DNAアセンブリと制限ライゲーションのクローニングを組み合わせたアデノウイルスベクターの部位指向修飾

一般的に使用され、よく受け入れられているアプローチは、アデノウイルスベクターの部位指向修正には不足しています。ここでは、ヒトアデノウイルス5（HADV-5）の感染性クローンであるPKAD5プラスミドから複製有能なアデノウイルスベクターシステムを確立する例を使用して、そのような目的のために簡単に実装しやすい戦略を導入しようとします。GFP発現カセットとプラスミド骨格のPCR産物を、DNAアセンブリにより修飾された中間プラスミドPMDXE3GAを生成するために、PKAD5のECORI/NDEI消化断片と融合しました。PMDXE3GAのNDEI染めのフラグメントをPKAD5に戻し、制限ライゲーションクローニングによりアデノウイルスプラスミドPKAD5XE3GAを形成しました。組換えアデノウイルスHADV5-XE3GAを救助し、増幅し、精製しました。接着性HEP-2および懸濁液K562細胞におけるGFPの発現とウイルスの伝播を調査しました。標的遺伝子の発現は、ウイルスの複製によりHadV5-XE3GAに感染した両方の細胞株で有意に増強されました。ただし、ウイルスの伝播は、K562細胞の培養では維持できませんでした。シャトルプラスミドPSH5RC-GFPは、導入遺伝子の交換を促進するために構築されました。要約すると、DNAアセンブリと制限ライゲーションクローニングの組み合わせの戦略は、機能的で費用対効果が高く、アデノウイルスの遺伝的修飾に適しています。
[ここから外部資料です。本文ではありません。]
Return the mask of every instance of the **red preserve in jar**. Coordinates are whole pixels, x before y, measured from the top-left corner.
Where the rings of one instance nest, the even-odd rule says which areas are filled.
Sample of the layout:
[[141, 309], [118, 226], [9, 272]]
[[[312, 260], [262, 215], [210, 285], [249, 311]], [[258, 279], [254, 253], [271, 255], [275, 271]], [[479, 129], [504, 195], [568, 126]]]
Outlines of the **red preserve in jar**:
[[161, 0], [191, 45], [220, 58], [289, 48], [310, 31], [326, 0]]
Commonly used and well accepted approaches are lacking for site-directed modification of adenoviral vectors. Here, we attempt to introduce an easy-to-implement strategy for such purpose with an example of establishing a replication competent adenoviral vector system from pKAd5 plasmid, an infectious clone of human adenovirus 5 (HAdV-5). PCR products of GFP expression cassette and plasmid backbone were fused with the EcoRI/NdeI-digested fragment of pKAd5 to generate a modified intermediate plasmid pMDXE3GA by DNA assembly. NdeI-digested fragment of pMDXE3GA was brought back to pKAd5 to form the adenoviral plasmid pKAd5XE3GA by restriction-ligation cloning. Recombinant adenovirus HAdV5-XE3GA was rescued, amplified and purified. The expression of GFP and the propagation of virus in adherent HEp-2 and suspension K562 cells were investigated. Expression of target gene was significantly enhanced in both cell lines infected with HAdV5-XE3GA due to virus replication. However, propagation of virus could not sustain in culture of K562 cells. Shuttle plasmid pSh5RC-GFP was constructed to facilitate exchange of transgene. In summary, the strategy of combined DNA assembly and restriction-ligation cloning is functional, cost-effective and suitable for genetic modification of adenovirus.